Kurz zu den Kameras in Aachen am Elisenbrunnen

Was war die Aufregung gross, als die Kameras in Aachen am Elisenbrunnen installiert wurden: Da gibt es ein Bündnis gegen Videokameras, die Opposition hat grosse Wellen geschlagen und man kündigte an, den Elisenbrunnen als Platz politischer Aktivität in Zukunft zu meiden.

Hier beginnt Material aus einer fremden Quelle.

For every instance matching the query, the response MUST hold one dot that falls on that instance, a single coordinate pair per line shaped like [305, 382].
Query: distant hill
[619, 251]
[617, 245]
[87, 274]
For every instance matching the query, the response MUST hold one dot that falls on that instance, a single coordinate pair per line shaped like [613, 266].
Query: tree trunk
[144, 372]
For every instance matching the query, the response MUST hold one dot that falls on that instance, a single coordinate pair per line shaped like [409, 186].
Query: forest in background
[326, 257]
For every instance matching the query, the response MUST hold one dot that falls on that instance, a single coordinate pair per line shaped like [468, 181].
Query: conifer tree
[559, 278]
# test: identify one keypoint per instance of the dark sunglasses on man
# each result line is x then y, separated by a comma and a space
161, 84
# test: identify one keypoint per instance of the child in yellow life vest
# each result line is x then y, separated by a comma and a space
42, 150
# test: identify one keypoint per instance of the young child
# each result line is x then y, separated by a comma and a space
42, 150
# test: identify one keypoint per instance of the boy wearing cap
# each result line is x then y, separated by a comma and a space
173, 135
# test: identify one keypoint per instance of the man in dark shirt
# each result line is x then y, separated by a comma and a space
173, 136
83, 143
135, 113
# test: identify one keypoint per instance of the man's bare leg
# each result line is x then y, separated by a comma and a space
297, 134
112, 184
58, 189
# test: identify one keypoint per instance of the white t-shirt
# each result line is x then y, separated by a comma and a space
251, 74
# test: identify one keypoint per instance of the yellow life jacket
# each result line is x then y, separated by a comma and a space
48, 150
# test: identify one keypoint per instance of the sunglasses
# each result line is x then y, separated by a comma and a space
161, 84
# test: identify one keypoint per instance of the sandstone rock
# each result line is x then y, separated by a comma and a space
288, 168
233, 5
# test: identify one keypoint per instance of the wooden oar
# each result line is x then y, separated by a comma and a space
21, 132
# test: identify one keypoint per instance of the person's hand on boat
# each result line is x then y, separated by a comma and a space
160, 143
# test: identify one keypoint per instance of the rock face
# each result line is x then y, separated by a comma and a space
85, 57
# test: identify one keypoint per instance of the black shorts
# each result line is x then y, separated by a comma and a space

Seitdem ist es Still geworden: Dabei sollte der erste grosse Fahndungserfolg doch schon Grund genug zur Kritik geben - ist doch schon der erste “Erfolg” nichts anderes als eben keine Verhinderung oder Aufklärung von Kriminalität, sondern die erfolgreiche Fahnung nach einer ausgerissenen Jugendlichen. Dass also Personenfahndung und eben nicht Kriminalitäts-Prävention im vordergrund steht, und dass eben Jugendliche und nicht Kriminelle im Zentrum solcher Ermittlungsmethoden stehen wird hier symbolisch perfekt gezeigt. Die Kritik aber sucht man in den Medien vergeblich.

Auch sonst liest man nur die üblichen Argumente (die natürlich grossteils stimmen, wenn auch zu pauchalisiert sind): Die Technik aber hat sich keiner angesehen. Oder stört sich daran. Dabei reicht schon ein Blick als Passant, um zu erkennen, dass die Kameras ihre Daten via Funk übertragen. Welche Technik wohl dahinter steht, kann man u.a. bei Ravenhorst nachlesen, dass solche Systeme (wie alle Funksysteme!) generell sicherheitstechnich fragwürdig sind, kann man beim Spiegel nachlesen, die davon berichten, dass Wiener Hacker sich in das Polizeisystem gehackt haben - und die Daten nicht nur ausgelesen haben, sondern die Kameras auch noch steuerten. Die notwendige Ausstattung kostete übrigens unter 400 Euro.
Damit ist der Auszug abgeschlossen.